News Release
Insulin

PHILADELPHIA— More than half of the most seriously affected Type 1 diabetes patients achieved years of insulin independence after they received a new method of islet cell transplantation, according to a paper published in Diabetes Care on the long-term outcomes of two Phase 3 clinical trials. In addition to finding that many patients didn’t need insulin to maintain their blood sugar for up to eight years, the authors, co-led by Michael Rickels, MD, the Willard and Rhoda Ware Professor in Diabetes and Metabolic Diseases in the Perelman School of Medicine at the University of Pennsylvania, also reported that the new approach required fewer transplants than typical and was exceedingly safe.  

“These data are important in showing that, in the long run, islet transplantation has efficacy, including among those who have had kidney transplants,” said Rickels. “Yes, most Type 1 diabetes patients are improved tremendously with current insulin delivery systems. But for those having the most difficulty controlling their blood sugar, and those whose diabetes has already been complicated by needing a kidney transplant, the outcomes we saw in this study are what we’ve been hoping to achieve for more than 20 years.”

Two cohorts of patients were analyzed: Those who received just islet transplantation (48) and those who received islets after kidney transplantation (24). Of those observed all the way through to what was defined as the “long-term” endpoint (up to eight years for islet-only, and seven for those who also had kidney transplants), more than half had surviving islet grafts. Additionally, of the 75 percent who initially were able to come off insulin therapy, more than half maintained total insulin independence, meaning they needed no additional insulin injections throughout the years of follow-up.

Islet cells are located in the pancreas and are critical to keeping blood sugar in check by producing the hormone insulin. But the islets of those with Type 1 diabetes are destroyed by the immune system and don’t make insulin. A form of cell replacement therapy – which exists elsewhere in the world (such as in Australia, Canada, the United Kingdom, and many parts of Europe) but is still considered experimental in the United States – is islet cell transplantation, which takes normal-functioning cells from the pancreas of deceased donors and introduces them via a small catheter to patients whose own islets no longer work.

Rickels, together with Ali Naji, MD, PhD, the J. William White Professor of Surgical Research, and the multi-institution Clinical Islet Transplantation Consortium have been working since 2004 to establish optimized and standardized methods for islet isolation and transplantation, and to demonstrate its safety and efficacy as a novel cell therapy for the treatment of Type I diabetes. Their approach has included T-cell depletion to induce immunosuppression combined with anti-inflammatory, anti-coagulation, and early intensive insulin therapies to prevent the transplanted islets from being damaged or stressed before a new blood supply from the liver is established, making the process of islet engraftment and survival more efficient.

This new approach was performed with 72 patients who volunteered, all of whom had Type I diabetes and “impaired awareness hypoglycemia,” which meant that they had incidents of severely low blood sugar that occurred when they weren’t aware of it, which can result in a seizure or loss of consciousness. A group had also had previously undergone kidney transplantation as a result of their diabetes. Essentially, these patients were among the most critically affected by the disease.

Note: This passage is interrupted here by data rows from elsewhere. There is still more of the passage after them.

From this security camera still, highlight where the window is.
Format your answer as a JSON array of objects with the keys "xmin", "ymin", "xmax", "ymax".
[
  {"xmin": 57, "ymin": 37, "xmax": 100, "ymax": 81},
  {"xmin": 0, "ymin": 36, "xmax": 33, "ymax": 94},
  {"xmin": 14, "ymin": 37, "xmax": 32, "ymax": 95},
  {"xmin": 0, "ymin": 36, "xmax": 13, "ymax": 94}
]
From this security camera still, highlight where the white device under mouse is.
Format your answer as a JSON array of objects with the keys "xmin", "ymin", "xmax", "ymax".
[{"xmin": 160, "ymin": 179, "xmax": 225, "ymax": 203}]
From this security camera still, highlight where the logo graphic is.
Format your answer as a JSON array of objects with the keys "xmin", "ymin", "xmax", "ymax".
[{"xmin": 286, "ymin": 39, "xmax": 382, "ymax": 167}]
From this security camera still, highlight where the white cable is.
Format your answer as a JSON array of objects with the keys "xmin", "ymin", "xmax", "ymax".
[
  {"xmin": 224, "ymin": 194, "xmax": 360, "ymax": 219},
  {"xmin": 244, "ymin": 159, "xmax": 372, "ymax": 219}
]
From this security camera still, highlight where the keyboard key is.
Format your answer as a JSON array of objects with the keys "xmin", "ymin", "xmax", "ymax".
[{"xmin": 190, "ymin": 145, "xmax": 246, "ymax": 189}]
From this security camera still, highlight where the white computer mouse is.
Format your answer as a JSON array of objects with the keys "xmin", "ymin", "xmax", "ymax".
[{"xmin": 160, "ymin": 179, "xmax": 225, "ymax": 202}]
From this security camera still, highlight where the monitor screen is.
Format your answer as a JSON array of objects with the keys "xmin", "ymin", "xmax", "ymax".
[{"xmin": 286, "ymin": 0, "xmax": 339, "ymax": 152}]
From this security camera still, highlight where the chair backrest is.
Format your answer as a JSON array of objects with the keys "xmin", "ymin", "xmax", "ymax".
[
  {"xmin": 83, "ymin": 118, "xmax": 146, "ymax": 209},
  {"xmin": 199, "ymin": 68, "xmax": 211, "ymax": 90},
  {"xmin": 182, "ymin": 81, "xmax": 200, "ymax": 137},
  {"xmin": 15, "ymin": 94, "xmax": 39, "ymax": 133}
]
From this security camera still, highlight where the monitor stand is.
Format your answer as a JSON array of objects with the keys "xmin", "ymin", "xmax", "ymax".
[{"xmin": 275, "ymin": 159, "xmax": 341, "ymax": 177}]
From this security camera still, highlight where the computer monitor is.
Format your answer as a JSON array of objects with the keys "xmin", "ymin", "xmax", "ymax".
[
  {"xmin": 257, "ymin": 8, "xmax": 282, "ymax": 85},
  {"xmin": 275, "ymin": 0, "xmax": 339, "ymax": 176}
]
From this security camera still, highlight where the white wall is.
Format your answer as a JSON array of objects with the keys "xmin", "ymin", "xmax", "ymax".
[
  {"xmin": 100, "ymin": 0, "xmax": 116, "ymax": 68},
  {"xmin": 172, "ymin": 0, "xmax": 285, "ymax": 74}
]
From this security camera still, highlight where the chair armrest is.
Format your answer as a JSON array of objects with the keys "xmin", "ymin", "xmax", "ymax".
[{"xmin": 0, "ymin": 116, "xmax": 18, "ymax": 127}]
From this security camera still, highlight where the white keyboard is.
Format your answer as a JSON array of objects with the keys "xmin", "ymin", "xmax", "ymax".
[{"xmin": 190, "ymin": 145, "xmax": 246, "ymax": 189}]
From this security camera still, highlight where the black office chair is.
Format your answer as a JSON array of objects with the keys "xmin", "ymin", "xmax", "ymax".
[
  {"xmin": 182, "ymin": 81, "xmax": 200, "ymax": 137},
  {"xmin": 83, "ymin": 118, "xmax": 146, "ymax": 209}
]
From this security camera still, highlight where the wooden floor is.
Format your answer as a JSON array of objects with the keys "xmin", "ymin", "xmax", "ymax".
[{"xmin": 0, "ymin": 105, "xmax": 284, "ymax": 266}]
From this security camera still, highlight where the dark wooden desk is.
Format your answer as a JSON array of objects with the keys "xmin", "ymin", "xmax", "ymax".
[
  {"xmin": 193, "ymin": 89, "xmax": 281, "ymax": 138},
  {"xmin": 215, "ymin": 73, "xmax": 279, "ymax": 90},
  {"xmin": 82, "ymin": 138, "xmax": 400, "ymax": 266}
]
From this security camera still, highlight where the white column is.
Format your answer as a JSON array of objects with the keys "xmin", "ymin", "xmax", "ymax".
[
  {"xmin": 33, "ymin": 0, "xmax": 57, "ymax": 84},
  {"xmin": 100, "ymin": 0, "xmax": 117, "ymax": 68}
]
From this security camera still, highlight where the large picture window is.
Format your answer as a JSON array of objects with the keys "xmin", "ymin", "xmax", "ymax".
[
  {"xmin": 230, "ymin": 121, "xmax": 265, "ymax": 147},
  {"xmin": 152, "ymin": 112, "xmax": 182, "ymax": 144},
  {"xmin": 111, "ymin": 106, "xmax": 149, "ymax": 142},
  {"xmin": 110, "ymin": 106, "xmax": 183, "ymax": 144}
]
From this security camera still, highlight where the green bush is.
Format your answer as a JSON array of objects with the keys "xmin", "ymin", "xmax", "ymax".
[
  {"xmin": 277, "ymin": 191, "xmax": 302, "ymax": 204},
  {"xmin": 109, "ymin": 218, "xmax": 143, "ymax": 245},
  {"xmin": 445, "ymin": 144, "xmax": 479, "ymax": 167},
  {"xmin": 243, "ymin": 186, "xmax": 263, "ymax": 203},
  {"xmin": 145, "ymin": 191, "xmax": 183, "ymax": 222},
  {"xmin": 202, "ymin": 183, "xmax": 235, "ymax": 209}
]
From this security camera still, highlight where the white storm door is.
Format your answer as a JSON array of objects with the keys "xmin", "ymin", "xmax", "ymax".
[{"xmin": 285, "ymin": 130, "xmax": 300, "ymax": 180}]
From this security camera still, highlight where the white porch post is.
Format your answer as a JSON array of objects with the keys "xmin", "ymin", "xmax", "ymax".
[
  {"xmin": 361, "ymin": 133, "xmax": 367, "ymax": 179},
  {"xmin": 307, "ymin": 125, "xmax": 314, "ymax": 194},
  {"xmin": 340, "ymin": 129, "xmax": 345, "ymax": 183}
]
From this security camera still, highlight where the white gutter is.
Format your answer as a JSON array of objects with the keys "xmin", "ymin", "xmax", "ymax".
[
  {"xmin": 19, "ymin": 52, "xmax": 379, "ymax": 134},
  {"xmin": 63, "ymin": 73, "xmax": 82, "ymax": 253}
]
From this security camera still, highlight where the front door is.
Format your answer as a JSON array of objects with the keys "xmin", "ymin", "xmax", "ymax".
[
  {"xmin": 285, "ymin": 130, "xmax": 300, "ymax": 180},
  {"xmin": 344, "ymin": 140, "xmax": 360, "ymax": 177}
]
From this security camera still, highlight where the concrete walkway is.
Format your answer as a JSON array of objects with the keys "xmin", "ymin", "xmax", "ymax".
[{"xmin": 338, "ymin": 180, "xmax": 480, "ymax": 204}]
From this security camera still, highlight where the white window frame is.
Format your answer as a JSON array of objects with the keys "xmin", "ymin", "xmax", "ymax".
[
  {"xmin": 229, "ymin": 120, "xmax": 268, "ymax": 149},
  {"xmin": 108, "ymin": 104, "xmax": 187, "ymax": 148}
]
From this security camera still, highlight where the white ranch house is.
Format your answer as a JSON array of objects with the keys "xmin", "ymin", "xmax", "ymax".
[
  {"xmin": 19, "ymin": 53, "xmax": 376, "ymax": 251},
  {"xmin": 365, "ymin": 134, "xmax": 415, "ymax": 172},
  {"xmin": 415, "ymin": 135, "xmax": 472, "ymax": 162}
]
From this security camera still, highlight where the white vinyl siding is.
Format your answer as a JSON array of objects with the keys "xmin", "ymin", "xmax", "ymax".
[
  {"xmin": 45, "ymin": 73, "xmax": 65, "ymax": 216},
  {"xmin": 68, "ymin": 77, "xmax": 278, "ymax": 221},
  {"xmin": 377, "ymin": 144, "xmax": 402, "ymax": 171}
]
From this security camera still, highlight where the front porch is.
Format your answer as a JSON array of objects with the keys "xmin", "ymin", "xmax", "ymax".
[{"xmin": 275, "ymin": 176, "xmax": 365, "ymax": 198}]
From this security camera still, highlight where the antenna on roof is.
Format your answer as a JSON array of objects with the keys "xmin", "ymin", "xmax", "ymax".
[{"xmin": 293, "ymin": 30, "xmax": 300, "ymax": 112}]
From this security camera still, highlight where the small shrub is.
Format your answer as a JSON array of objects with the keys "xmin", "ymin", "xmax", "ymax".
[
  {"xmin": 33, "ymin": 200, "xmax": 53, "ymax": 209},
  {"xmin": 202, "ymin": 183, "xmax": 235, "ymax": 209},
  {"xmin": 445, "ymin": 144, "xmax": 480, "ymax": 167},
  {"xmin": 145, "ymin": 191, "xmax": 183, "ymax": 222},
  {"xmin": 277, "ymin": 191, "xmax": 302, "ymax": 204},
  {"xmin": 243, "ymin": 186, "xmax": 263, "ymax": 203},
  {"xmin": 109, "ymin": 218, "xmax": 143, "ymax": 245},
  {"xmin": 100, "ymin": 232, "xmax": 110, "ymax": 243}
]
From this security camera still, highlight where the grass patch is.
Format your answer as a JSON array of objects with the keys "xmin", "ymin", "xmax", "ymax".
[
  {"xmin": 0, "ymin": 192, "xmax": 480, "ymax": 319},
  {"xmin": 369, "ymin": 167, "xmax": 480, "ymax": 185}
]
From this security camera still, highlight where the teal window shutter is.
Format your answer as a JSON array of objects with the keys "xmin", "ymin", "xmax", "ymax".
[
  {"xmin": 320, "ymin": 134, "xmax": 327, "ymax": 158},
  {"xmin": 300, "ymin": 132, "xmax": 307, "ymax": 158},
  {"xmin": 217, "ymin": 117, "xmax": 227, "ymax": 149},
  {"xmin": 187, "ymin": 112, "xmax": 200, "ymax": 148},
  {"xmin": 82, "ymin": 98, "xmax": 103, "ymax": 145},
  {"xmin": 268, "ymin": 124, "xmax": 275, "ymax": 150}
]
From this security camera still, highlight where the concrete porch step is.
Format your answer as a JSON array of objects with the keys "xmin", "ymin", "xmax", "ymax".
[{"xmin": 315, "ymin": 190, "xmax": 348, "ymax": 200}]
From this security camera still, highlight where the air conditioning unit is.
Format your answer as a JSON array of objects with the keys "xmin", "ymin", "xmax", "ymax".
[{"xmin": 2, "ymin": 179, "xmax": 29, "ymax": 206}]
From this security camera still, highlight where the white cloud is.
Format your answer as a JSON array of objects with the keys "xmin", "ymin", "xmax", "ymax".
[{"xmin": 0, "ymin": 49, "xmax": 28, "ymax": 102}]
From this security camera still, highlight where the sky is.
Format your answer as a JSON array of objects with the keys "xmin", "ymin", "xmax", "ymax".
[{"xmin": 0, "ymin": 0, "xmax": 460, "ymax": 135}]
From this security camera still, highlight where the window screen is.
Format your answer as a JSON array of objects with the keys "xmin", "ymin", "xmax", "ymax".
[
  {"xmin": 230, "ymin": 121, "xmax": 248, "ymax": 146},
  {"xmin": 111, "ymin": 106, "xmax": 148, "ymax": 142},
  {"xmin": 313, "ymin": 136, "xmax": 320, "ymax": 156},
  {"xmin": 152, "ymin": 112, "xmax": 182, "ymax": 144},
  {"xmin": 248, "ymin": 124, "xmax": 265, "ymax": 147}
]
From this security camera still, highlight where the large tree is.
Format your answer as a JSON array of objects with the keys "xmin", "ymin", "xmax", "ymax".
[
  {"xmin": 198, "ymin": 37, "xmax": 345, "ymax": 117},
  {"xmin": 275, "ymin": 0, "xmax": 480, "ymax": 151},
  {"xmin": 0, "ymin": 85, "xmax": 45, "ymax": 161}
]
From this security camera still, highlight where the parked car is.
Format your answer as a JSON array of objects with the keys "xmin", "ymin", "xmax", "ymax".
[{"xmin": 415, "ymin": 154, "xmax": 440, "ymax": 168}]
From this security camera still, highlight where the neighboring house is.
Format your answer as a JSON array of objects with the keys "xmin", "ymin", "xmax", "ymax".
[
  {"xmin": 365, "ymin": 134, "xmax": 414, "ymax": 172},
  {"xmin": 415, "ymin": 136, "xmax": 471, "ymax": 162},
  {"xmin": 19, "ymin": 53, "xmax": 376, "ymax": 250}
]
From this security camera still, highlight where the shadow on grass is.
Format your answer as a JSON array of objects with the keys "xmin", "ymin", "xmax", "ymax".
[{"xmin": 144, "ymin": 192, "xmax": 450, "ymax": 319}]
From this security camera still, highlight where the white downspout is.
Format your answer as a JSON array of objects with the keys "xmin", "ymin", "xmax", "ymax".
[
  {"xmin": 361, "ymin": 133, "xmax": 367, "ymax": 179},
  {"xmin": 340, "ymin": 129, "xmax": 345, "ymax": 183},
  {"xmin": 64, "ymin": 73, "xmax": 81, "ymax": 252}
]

When it came to measuring the safety of the process, important because of the severity of disease in the patient population, the researchers found that there were 104 “serious adverse events” – which effectively meant hospitalization for anything that could range from dehydration to an infection – for the total patient population in the study after receiving islets. While their study didn’t allow for a control group who didn’t receive islet transplantation to compare directly, Rickels said the number of adverse events was much lower than could be expected for a similar patient population.

“These are the most seriously affected patients, and you’d be expecting to see some hospitalizations in a population managed on immunosuppression therapy,” Rickels said. “It’s important to note that none of the adverse events were related to the actual islet product. Also, kidney function remained stable during long-term follow-up in both cohorts, in fact improving in those who had kidney transplants. Overall, this is a much less invasive procedure that opens itself up to significantly fewer complications than what many of these patients would otherwise require, a pancreas transplant, which involves major abdominal surgery.”

A particularly impactful finding, Rickels said, was that this study showed their method was achieving success while using fewer donor pancreases.

“Currently, around the world, there’s an expectation of two-to-three donor pancreases being needed,” Rickels said. “Here, it’s one, maybe two. It’s a much more efficient protocol, and opens up access for more islet transplantation as a hoped-for alternative to pancreas transplants.”

Rickels and colleagues plan to submit their data as part of a biologic license application to the Food and Drug Administration (FDA) to make their islet transplantation technique an approved treatment for patients like those in the trials.

This work was supported by grants from the Juvenile Diabetes Research Foundation (1-SRA-2019-728-A-N), the National Institute of Diabetes and Digestive and Kidney Diseases (U01DK070430, U01DK070431, U01DK070460, U01DK085531), and the National Institute of Allergy and Infectious Diseases (U01AI065191, U01AI065192, U01AI065193, U01AI089316, U01AI089317).